Morrow, Sep 2002, 24.95, 352 pp.
The first victim was found dead in his bathtub with an arm hanging over the side as if the individual posed for David when he painted his famous portrait Marat. The second corpse could have modeled for a Picasso masterpiece. The art world is horrified and obviously frightened while law enforcement wonders if a new serial killer, THE DEATH ARTIST, has surfaced.
Kate McKinnon Rothstein feels at home with the merging of homicide and art as a former NYPD detective turned art historian though investigating a serial killer is not what she expected to do after a decade away from the force. However, the culprit seems ironically appreciative of her PBS show that leads Kate to try to stop the deranged genius from further imitating art with deadly accuracy.

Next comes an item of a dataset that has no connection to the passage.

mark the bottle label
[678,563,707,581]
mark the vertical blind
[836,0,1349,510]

Just looking at the above two paragraphs, readers will think that THE DEATH ARTIST is a by the numbers serial killer, but that would be an inaccurate portrayal of the novel. Though a serial killer tale, the story line contains much deeper insight than usual especially into the mind of the murderer and into the political side of the fine arts. It is no stretch to believe that Kate can combine her two professional experiences in an attempt to track down the homicidal artist, but what turns Jonathan Santlofer's debut novel into a near masterpiece is the secondary flavoring of an insider look at the modern world of art.